Who Should Be Cautious
Its potent vasodilation can cause excessive drops in blood pressure. IV delivery brings the usual infusion-site reactions, and although uncommon, heart-rate changes are monitored given its cardiovascular impact. Symptom relief and results tend to be better in patients with preserved kidney function.
Availability
Serelaxin was developed by Novartis but ran into regulatory setbacks after its Phase 3 failures and is not widely available as a commercial product. It is mainly accessible through chemical supply houses for laboratory research and is not meant for over-the-counter use.
Bottom Line
Well-evidenced and genuinely useful for acute, short-term stabilization, but its failure to clear late-stage trials means the long-term benefits remain unproven and it is not a finished therapy.
Reported effects
- Systemic vasodilation: lifts blood flow and lowers system-wide vascular resistance by switching on nitric oxide pathways.

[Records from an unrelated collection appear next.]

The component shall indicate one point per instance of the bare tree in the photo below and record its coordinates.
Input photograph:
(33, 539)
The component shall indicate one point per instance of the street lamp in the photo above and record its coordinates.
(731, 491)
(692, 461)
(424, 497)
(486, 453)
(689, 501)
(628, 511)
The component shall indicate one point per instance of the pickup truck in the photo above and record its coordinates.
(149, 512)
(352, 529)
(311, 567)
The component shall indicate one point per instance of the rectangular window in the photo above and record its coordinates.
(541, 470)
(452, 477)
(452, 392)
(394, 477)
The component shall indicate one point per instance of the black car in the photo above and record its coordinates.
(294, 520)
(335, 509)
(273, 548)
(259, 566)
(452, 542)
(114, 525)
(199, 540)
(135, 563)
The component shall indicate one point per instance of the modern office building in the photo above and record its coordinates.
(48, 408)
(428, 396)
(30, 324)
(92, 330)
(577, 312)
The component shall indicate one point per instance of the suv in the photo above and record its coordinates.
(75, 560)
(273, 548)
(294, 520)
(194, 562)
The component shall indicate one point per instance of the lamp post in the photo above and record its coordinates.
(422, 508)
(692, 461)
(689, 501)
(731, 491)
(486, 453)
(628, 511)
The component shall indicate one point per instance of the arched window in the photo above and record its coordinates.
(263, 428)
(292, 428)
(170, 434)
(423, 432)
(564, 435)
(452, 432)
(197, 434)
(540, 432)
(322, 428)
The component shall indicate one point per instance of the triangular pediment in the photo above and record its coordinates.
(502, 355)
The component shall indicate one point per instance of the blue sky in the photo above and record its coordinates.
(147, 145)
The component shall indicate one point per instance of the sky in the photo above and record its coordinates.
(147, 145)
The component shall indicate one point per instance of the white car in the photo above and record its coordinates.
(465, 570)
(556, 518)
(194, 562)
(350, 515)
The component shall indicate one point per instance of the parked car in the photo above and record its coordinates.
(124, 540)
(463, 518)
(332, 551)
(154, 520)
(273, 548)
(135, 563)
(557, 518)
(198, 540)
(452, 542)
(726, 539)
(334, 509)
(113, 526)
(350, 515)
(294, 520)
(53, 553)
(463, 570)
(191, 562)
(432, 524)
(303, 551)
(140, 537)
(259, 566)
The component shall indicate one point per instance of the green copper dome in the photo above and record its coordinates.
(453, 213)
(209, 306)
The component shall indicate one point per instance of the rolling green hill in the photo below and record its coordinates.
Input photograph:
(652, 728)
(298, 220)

- Organ protection: shows promise for shielding the heart, kidneys, and liver from damage driven by congestion or fibrosis.
- Anti-fibrotic action: blocks scar-tissue formation and encourages remodeling of the extracellular matrix.
Reported side effects
- Hypotension: its strong vasodilating action can drive blood pressure down too far.
- Site irritation: intravenous delivery can produce the usual infusion-site reactions.
- Possible bradycardia: heart-rate shifts are uncommon but monitored given its cardiovascular influence.